Blogs are one of the richest sources of information for certain classes of information. Yet they are frustratingly hard to find or extract information from, and the state of the art (Google, Technorati) feel 100% stagnant. Here are a couple of example use cases I have that aren’t well served by existing tools:

1. Recruiting. When I recruit for a particular role, I’m looking for thought leaders or people with insight and passion. Usually these people have blogs. If I could see, for example, a list of all the people in the Boston area with blogs that blog about web development, I’d probably find some rock star developers. No easy way to do this today.
2. Travel planning. I’m thinking about a stay in southern Utah at a Bed & Breakfast. Who’s blogged about their trips there that might have some good perspective for me?
3. Music Discovery. Great blogs like Aurgasm, Quietcolor or TheMusicSlut are great ways to find music. But how many others like that are out there?

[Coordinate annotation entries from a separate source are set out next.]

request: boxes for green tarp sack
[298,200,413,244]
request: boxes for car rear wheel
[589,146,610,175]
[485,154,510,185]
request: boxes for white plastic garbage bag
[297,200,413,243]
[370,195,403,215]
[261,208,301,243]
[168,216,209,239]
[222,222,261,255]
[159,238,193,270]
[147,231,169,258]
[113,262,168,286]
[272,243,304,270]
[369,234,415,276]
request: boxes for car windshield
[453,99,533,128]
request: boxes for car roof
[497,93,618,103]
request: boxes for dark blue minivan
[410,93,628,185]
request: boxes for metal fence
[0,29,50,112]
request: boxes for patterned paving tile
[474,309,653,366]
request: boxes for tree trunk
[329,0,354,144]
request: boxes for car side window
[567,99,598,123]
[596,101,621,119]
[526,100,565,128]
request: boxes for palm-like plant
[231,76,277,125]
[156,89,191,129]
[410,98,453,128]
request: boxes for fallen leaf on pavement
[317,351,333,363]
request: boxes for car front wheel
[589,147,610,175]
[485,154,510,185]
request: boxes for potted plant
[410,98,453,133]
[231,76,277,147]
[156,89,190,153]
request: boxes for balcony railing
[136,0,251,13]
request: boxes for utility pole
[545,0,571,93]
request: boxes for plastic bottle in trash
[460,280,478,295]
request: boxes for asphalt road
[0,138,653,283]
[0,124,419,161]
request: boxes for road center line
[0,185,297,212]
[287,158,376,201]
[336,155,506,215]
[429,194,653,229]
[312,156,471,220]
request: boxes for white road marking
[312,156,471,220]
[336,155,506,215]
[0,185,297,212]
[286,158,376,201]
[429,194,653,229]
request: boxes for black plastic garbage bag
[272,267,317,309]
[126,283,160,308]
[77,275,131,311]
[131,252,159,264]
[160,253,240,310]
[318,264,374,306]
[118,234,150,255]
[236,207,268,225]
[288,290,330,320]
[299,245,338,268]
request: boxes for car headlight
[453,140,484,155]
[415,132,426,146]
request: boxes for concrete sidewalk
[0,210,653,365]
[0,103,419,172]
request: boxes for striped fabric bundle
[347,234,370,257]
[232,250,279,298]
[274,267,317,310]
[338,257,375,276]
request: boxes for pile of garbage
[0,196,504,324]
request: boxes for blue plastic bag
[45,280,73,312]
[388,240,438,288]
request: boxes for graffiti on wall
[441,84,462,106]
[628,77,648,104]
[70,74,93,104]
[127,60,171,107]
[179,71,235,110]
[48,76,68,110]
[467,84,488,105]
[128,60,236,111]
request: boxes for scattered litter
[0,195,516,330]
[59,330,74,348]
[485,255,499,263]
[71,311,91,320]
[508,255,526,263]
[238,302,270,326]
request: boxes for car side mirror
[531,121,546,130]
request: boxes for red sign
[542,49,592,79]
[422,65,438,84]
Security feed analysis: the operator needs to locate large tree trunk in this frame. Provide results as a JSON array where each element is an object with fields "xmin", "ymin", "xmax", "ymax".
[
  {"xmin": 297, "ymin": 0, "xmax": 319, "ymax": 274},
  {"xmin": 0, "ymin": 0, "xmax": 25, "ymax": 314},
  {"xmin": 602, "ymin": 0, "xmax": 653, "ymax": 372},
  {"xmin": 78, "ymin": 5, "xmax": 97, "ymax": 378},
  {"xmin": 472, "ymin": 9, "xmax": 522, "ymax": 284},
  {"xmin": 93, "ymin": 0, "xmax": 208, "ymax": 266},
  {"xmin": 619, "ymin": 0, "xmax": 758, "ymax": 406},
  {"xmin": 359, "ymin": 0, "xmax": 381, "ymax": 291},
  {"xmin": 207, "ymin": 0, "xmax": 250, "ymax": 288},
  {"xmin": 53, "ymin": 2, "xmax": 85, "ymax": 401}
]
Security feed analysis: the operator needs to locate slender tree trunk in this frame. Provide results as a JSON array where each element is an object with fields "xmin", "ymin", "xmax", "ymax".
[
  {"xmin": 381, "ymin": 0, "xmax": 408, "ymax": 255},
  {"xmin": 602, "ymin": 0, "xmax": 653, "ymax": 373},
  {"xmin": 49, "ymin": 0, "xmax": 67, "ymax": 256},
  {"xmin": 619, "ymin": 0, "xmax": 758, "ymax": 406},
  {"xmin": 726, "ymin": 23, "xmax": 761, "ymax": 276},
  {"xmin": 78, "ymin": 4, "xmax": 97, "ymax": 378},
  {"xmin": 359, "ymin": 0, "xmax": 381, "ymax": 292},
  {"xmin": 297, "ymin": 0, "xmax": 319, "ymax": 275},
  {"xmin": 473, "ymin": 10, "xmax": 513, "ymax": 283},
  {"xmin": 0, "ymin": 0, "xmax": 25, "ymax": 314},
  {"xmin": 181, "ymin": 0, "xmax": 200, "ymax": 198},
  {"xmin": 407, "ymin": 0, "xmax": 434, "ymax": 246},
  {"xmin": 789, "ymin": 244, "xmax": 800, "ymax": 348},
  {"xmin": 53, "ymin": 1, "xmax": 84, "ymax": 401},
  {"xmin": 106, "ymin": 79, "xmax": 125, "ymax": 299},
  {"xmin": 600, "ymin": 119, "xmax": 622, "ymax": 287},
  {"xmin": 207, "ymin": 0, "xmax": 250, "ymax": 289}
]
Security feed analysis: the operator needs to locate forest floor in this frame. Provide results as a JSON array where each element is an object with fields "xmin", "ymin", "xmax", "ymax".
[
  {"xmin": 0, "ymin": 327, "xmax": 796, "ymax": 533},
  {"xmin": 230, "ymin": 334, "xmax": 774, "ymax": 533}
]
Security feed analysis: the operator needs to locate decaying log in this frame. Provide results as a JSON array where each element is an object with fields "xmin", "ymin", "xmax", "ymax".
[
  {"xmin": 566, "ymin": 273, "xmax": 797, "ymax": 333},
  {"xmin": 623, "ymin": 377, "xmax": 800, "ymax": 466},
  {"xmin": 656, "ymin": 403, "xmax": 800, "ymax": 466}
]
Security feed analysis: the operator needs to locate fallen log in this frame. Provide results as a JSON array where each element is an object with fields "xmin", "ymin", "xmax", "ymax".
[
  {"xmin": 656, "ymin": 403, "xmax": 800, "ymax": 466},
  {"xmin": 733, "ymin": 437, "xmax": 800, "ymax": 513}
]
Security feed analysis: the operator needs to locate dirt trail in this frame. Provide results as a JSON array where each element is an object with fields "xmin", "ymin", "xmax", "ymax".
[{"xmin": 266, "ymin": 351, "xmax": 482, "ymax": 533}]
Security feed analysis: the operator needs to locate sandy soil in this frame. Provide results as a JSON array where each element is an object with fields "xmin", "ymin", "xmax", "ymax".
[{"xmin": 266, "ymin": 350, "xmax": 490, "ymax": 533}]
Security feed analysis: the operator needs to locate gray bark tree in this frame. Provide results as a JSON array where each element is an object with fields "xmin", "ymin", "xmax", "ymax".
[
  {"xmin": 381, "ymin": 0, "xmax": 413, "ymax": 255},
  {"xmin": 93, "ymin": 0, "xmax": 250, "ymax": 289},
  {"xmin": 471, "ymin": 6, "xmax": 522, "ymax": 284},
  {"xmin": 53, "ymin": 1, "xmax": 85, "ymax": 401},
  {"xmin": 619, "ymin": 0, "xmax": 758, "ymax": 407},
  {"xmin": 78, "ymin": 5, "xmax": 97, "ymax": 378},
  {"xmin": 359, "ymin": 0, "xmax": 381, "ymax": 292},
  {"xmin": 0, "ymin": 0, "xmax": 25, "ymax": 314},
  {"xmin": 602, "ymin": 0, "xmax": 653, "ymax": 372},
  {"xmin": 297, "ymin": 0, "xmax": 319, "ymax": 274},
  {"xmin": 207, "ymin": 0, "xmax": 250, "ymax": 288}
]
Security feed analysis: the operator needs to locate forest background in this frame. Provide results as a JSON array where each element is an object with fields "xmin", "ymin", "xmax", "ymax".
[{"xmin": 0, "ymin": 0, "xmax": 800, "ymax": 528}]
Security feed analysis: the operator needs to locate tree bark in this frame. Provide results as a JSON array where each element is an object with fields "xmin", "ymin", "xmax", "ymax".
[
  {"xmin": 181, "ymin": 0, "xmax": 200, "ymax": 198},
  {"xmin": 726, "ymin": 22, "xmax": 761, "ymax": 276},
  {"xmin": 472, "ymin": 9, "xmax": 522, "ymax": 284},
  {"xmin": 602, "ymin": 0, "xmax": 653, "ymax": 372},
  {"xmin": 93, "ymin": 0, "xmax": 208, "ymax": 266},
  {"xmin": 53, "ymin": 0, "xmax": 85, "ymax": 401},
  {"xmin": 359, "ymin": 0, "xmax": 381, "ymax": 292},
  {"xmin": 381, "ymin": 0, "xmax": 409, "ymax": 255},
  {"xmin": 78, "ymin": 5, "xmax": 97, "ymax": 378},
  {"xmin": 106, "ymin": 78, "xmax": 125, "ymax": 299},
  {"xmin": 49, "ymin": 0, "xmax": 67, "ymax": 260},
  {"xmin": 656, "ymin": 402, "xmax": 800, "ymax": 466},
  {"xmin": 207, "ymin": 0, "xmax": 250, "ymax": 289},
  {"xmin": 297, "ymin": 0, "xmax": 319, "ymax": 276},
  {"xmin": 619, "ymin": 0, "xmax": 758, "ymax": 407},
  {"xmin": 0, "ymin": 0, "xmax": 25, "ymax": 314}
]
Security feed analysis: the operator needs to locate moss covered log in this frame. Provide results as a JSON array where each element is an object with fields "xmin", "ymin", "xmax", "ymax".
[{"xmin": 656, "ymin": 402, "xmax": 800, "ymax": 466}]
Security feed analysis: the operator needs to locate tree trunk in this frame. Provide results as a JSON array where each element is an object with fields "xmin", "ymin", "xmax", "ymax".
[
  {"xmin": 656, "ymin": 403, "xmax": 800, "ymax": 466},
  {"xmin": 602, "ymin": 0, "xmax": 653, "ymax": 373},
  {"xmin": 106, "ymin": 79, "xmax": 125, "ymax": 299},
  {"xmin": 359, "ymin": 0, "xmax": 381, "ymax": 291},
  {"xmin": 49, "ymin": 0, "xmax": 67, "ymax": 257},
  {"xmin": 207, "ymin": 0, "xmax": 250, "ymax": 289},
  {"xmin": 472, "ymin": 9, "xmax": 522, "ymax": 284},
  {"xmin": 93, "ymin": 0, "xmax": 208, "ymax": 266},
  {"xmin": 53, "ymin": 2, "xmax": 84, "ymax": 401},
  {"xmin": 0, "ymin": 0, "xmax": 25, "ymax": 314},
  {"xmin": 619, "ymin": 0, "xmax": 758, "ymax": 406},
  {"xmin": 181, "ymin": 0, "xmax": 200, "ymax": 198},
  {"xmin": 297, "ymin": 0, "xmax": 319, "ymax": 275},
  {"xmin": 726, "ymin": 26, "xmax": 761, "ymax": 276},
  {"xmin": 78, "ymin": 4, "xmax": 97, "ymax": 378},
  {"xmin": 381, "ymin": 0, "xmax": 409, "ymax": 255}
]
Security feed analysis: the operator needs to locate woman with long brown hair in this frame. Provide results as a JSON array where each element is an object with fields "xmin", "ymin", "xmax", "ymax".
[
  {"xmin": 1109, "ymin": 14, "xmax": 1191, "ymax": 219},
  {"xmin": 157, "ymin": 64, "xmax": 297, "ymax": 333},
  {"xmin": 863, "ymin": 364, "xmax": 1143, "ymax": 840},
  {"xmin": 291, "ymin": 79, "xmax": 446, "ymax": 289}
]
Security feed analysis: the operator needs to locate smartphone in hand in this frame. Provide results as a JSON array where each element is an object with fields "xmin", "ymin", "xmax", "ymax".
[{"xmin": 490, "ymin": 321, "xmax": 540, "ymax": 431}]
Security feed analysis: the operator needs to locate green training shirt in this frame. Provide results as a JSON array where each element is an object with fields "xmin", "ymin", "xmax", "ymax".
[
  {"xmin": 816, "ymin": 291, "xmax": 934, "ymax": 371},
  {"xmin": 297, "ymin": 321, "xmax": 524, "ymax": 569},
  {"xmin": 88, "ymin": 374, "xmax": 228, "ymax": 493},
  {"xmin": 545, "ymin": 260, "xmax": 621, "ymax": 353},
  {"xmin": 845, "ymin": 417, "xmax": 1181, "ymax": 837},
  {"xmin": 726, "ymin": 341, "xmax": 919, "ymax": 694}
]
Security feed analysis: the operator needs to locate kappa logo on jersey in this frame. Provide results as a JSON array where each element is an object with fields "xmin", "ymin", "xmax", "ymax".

The current serious choices are pretty much limited to using normal search (Google, Bing etc), or using a Blog search engine like Google Blog Search or Technorati. With Google Blog Search, you get pretty much a toned-down version of Google: a search box with 10 results – you can’t really search for *blogs*, you can only search for *posts*, with the relevance ranking determined by some version of PageRank. There’s no real sense of the authority of a blog (other than that of PageRank), and no real opportunity for discovery – just punch in your keywords and hope for the best.

With Technorati, you do get some increased power. You can search for blogs as entities distinct from an individual post, and blogs do get assigned an authority score. But the experience seems to fail as often as succeed. A search for “boston web developer” blogs on Technorati returns three blogs, all with an authority score of 1 ( the minimum) – pretty sure there are more than 3 of this kind of blog in Boston! And there’s no way to sort the blogs by their authority score, at least that I can see. The Technorati blog directory also seems to be mostly limited to “authoritative” blogs – personal blogs (for example my own) seem to have little or no representation. But on long tail topics (say, music reviews of obscure artists), blogs by “real people” are often the only place to find this kind of commentary. Most importantly, there seems to be little innovation happening in Google Blog Search, Technorati, or more generally – the field is stagnant.

What would the characteristics of a good blog search tool be? What’s lacking in today’s approaches?
1. Comprehensiveness. There’s hundreds of millions of blogs (Billions?) – yet Technorati doesn’t seem to find many of them. (Google is more comprehensive, but limited by the “search box + 10 results” interface).
2. Ranking of blogs relative to search query and/or authority of author. (Of course this ranking problem is non-trivial. There are some interesting ideas on authority for twitter accounts which could perhaps be leveraged, e.g.
3. A faceted, searchable directory of blogs supporting discovery. Categorization technology has come a long way. It ought to be possible to categorize every blog against a reasonably detained taxonomy or facet set (say, the Open Directory categories, or something better), with 80% accuracy, across some common facets: topics, locations, age of blog, date of last post, and so forth. Even at 80% accuracy, this asset would be quite effective. And with a little UGC thrown in, the 20% that matter, and are wrong, will quickly get corrected. Using a microformat like hCard, blog authors could document their blog’s metadata quickly and accurately. Blogs also typically have some consistent thematic elements, such as an “About” page or a Blogroll list, that could be mined for interesting metadata. This kind of experience would power a new way to discover fresh and interesting blogs & content.
4. Recommend other, similar blogs. Powered by the facets above, or by a blogroll analysis, or something similar, a recommendation feature for similar blogs could be implemented, based on information readily available in an “almost standard” format.

Verticalized Blog Search Engines might also provide some task-centric capabilities. As I’ve written before, the future of search is about providing task-centric search capabilities. In music for example, The Hype Machine has some very interesting behaviors it can support, simply by virtue of being focused on music.

The obvious question: what business or investment model would support this kind of vertical search engine? In the Goby world of travel and entertainment, there’s a long history of various ways to monetize that kind of content. In the “pure content” world of blog search, it’s less clear – a pure page-view based CPM ad model isn’t likely to work. If the New York Times can’t make that kind of model work, a startup probably can’t either. Perhaps some form of interest-based, downstream ad retargeting approach might get enough leverage that it could get to critical mass. Alternatively in some domains a “freemium” model might work, where additional tools (say for recruiters or brand managers looking for a competitive edge). Given the scale of the problem, it’s not clear a bootstrapped company could take this on – the infrastructure requirements (bandwidth for crawling, servers, etc) probably require a non-trivial level of investment.

What blog search tool do you use? Do you use a blog search tool? or just Google? Is anyone innovating in the area?